I’ve waited several days before commenting on the debate that ensued among readers on my post titled “Don’t lecture us”; urgent matters had me prioritize other posts. However, I don’t want to miss out on the opportunity to return to that issue. I was hoping, indeed, that it would be as controversial as it turned out, but some comments have brought to the surface certain doubts I want to clarify: I have never shown or felt hatred for Zapatero, nor have I ever questioned the right of Spanish voters to elect him president, I am glad that there are countries where people have the opportunity to elect democratically (an unknown experience for millions of Cubans) and furthermore, I am glad that citizens allow themselves to criticize the elected leader’s performance. However, for my part, I reserve the slightest right to question, at least, the dealings of any public official, from whatever country he may be, especially if he proclaims intentions that he doesn’t carry out de facto. I do not recall having mentioned Zapatero, but you can be sure that if I deemed it necessary to disagree with his position in any matter related to Cuba -as was the case with Moratinos- I would, even if he had been elected by the totality of Spanish voters as a whole. I don’t think I will ask permission to voice my opinion.
As for the fact that I, as a blogger, took a reader’s comment as reference, does not seem so special nor is it a particular honor, as some seemed to think, but it is a natural consequence of the debate that has been pursued in this blog, where I don’t intend to impose ranks or castes. I write with the same willfulness with which you read and comment, and I submit to my readers’ trial, criticism or questioning with each post I upload, offering my name and face to the public, so why shouldn’t I discuss or comment on certain readers’ criteria that move me to reply?
And since I don’t wish that anyone should suggest a tone of xenophobia on my part either, I insist that my evaluation of Spanish companies -among others- as “bandits,” comes from the in-depth knowledge that I have of the conditions of employment and wages Cubans that work for them are paid. There are not bandits because they are Spanish… but they are bandits indeed. To my knowledge, ALL foreign firms that invest in Cuba or contract Cuban personnel recruited from their respective countries, harbor and apply the draconian conditions of the contracts for nationals, knowing that, by doing so, they are violating major agreements of the International Labor Organization. And here I want to insert a proactive patch, the fact that this happens not only in Cuba, and that other sub-developed countries may suffer the same wrong, does not change the essence of my complaint. However, these investors are bypassing such “trifles” because Cubans are good workers and the contractors –such as the Cuban government- have obtained large profits in these dealings… Profits that now, ironically, are partially confiscated in the gaunt vaults of Cuban banks.

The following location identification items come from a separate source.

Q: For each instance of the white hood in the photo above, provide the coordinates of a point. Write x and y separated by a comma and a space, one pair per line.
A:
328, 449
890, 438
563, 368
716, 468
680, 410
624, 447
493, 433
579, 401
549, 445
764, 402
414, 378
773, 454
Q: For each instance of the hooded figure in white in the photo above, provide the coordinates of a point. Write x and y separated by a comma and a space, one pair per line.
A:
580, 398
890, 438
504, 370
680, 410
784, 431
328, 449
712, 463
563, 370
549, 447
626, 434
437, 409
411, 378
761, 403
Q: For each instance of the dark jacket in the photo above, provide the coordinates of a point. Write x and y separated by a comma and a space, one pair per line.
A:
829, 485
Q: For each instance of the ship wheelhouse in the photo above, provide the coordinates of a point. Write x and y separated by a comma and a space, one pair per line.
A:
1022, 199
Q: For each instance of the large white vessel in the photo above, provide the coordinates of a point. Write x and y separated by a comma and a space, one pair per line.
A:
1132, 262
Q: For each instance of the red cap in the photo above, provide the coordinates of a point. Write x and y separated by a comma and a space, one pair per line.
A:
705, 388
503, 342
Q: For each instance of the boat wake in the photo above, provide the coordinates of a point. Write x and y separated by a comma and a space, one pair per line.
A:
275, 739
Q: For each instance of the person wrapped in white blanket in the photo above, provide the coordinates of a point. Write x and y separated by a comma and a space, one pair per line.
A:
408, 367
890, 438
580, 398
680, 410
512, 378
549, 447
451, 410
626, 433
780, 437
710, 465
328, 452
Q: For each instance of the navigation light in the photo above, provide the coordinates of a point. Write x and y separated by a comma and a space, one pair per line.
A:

Similarly, foreign firms may impose unfair working hours because they know that the Cuban under contract, unprotected by any trade union, will be compelled to accept them or be turned out onto the streets, while dozens of other Cubans stand on line awaiting to be hired instead, to get at least a small amount of foreign currency with which to gain access to essential consumer goods. It is not mere sentimentality; it’s the stark reality. So it is that the so-called foreign “companies” have been contributing also to the “anthropological damage” that the renowned Cuban intellectual, Dagoberto Valdés, director of the digital magazine Coexistence, once defined.
I have reason to know of these maneuvers, and believe me, to share in them because they allegedly constitute a source of opportunity for Cubans is almost equivalent to justifying child pornography: “what the heck, those children were starving and their own parents sold them off”. Yes, I responsibly evaluate those Spanish companies and the rest of them as “bandits”, and I stand by it.
Finally, I support and encourage the participation of people of all nationalities in this humble forum, but I will not accept that my answer or response to any commentary be deemed as a special honor or as an exception; it is not about flattery or personal attack either. I feel close enough to the readers as to consider myself one of them. I tend to read each entry carefully and, as far as my limited Internet access permits, I respond to the e-mails I receive. Many readers can attest to that. Finally, I never tried to make anyone feel uncomfortable by bringing him into the ring -my sincere apologies to the reader that saw it that way- at the end of the day, I am the one who places herself permanently under the readers’ demanding magnifying glass, and I don’t flinch. Nor can I commit myself to never to do again: I avoid making promises that, in advance, I know I could not fulfill. Come on, friends, we are not among bandits in this blog!